No, and the distinction is worth understanding. WebXR is the imperative path: you request a session, you run a render loop, you draw every frame yourself. The model element plus requestImmersive is declarative. You hand Safari a USDZ file and one API call, and the browser handles presentation, lighting, and scale. It is the same split the web has always had between building a video player from canvas and just writing a video tag.

For games and full applications, WebXR remains the tool, and with WebGPU now at baseline everywhere it is a genuinely strong one. But for the long tail of the web, the product pages, the museums, the real estate listings, the band that wants you inside the album art, this is the lowest-effort spatial web entry point anyone has shipped. A static site with a USDZ file and three lines of JavaScript is now an immersive experience on Vision Pro.

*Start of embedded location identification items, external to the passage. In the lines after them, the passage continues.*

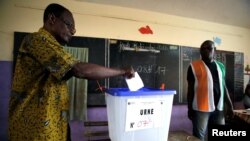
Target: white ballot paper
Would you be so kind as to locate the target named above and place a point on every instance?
(135, 83)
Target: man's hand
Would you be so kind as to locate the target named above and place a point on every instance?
(129, 72)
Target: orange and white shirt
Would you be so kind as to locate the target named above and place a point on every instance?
(203, 86)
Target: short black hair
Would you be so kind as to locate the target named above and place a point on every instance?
(55, 9)
(206, 43)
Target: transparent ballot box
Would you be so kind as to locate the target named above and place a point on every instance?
(142, 115)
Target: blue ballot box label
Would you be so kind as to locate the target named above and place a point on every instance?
(144, 113)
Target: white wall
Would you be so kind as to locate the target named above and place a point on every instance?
(94, 20)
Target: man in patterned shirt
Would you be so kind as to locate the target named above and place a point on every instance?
(39, 98)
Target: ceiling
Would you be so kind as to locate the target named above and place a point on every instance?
(230, 12)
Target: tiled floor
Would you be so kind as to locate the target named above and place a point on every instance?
(181, 136)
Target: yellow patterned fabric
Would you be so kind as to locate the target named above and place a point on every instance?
(39, 99)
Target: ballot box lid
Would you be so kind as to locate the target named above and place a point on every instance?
(141, 92)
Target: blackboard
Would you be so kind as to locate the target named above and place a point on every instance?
(156, 64)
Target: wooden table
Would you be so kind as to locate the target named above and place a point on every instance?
(243, 115)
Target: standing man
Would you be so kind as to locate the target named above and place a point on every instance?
(39, 100)
(207, 92)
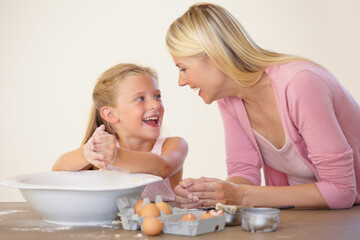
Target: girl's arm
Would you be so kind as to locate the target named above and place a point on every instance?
(170, 161)
(84, 157)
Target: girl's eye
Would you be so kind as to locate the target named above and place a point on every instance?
(139, 99)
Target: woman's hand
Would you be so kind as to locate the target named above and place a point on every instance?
(191, 193)
(100, 150)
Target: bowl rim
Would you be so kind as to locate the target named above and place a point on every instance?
(16, 181)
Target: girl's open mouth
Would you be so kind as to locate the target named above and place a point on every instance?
(152, 121)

That is the kind of on-ramp that actually grows an ecosystem.

Apple Vision Pro headset on display
Image: Apple Vision Pro / Wikimedia Commons

The Other Two Doors

The spatial web is one of three new entry points in this release, and the pattern across all of them is the same: Apple meeting existing content where it already lives instead of demanding a native rebuild.

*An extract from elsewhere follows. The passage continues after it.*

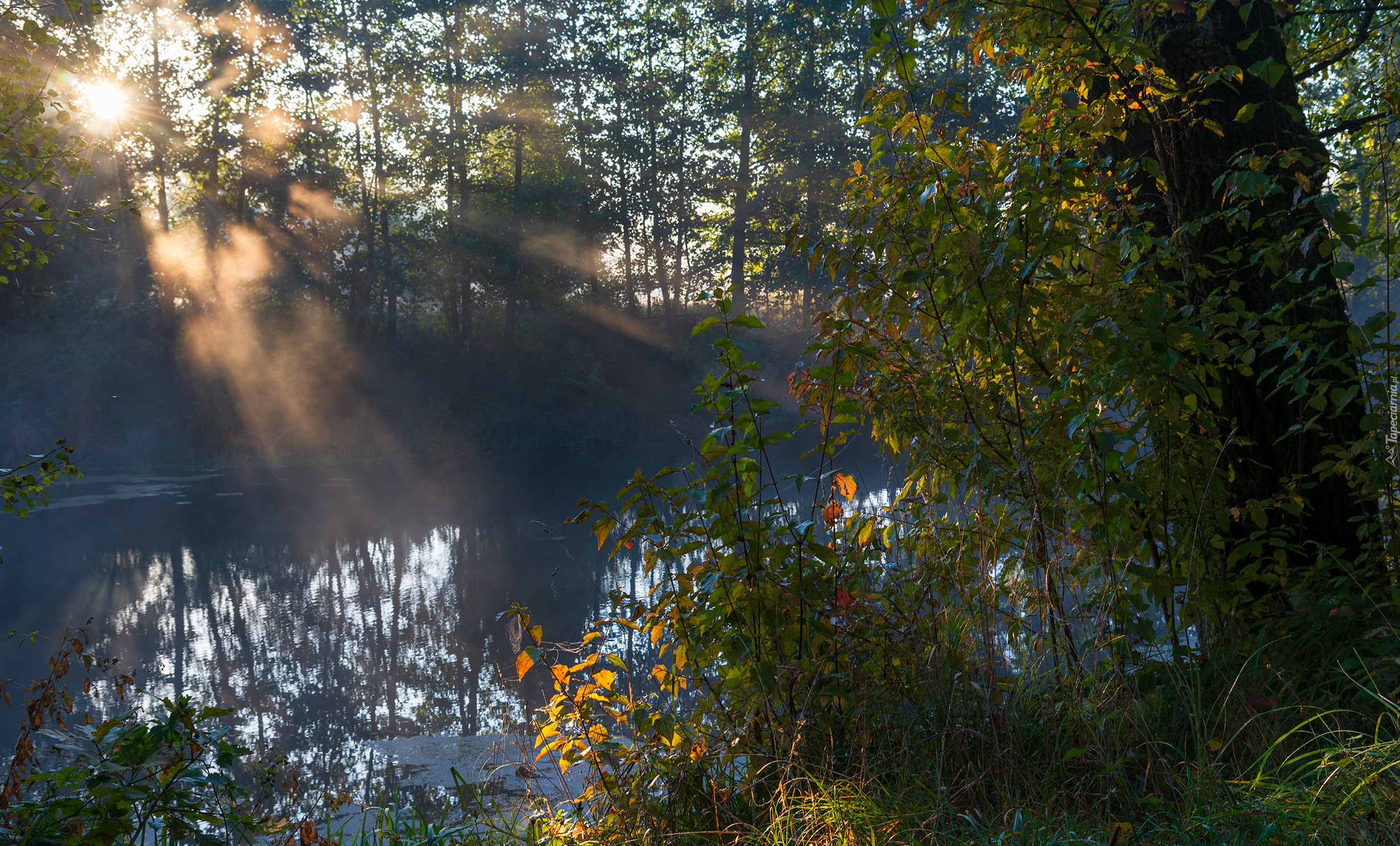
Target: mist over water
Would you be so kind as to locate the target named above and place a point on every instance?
(331, 605)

The second door is Foveated Streaming, and it explains the plumbing under the X-Plane and iRacing launches we covered on Sunday. NVIDIA CloudXR now ships built into visionOS itself. A Windows PC runs an OpenXR application as the host, Vision Pro runs a lightweight receiver built on the new FoveatedStreamingSession API, and the stream compresses by gaze over plain Wi-Fi, spending its bits exactly where your eyes are pointed. Apple claims a team can get an existing OpenXR app streaming in about a day. The clever parts are in the integration: a message channel API carries data both directions, so a native SwiftUI menu can trigger a level load on the PC, and ARKit can align the streamed world to physical hardware. Supply a depth buffer and streamed content even occludes correctly against on-device RealityKit objects.

X-Plane 12 flight simulator artwork of a business jet taxiing on a runway
Image: X-Plane 12 / Laminar Research via Steam

The third door is Spatial Preview, a macOS 27 framework that lets any Mac app push spatial photos, PDFs, and live USD 3D scenes to a paired Vision Pro with zero visionOS code. Quick Look catches the content on the headset side, edits to a USD stage flow in both directions live, and SharePlay lets a second reviewer join the session. Apple name-checked Cinema 4D and SketchUp as the target workflow, and it is easy to see why: 3D asset review goes from a render-and-email loop to a shared room.

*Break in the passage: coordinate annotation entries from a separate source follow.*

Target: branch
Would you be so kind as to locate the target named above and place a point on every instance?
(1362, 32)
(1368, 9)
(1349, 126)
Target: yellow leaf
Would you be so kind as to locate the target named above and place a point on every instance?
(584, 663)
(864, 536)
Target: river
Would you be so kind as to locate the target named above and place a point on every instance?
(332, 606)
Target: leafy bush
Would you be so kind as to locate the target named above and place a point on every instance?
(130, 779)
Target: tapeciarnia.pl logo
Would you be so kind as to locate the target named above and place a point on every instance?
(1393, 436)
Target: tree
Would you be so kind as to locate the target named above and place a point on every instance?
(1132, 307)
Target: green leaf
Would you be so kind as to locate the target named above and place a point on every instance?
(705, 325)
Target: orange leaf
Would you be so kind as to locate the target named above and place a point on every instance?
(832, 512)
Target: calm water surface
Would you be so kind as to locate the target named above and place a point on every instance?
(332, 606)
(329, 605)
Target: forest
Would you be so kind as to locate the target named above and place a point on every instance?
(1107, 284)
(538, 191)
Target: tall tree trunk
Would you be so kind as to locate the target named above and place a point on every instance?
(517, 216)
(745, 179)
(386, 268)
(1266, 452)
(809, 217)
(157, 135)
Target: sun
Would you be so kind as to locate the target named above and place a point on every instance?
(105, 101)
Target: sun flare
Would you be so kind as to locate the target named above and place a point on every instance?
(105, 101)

The Tooling Got Friendlier Too

For teams on the native path, Reality Composer Pro 3 is the day-to-day upgrade. It adds an AI assistant that generates 3D models from a text description, a node-based Script Graph for interaction logic with live preview on the headset, an Animation Graph state machine, and navigation meshes, all without opening Xcode. RealityKit itself picks up Gaussian splatting for scanned real-world objects, real-time cloth simulation, projective textures, and a custom reverb mesh that models how sound bounces off the materials in a room.

The Strategy Hiding in the SDK

Read together, the developer story is more interesting than the keynote suggested. Apple spent this cycle shrinking the distance between content that already exists and a spatial presentation of it: your website, your OpenXR build, your USD scenes on a Mac. Given the reporting that the Vision Pro hardware roadmap now points toward glasses rather than a successor headset, that emphasis looks less like a coincidence and more like a hedge. Native visionOS apps are bets on one device. A webpage that can request immersion is spatial content that travels to whatever Apple, or anyone else, ships next.

If you build for the web, the homework is short: grab the visionOS 27 developer beta, put a USDZ in a model element, and call requestImmersive. The spatial web has been promised for years. This is the first version of it that costs an afternoon.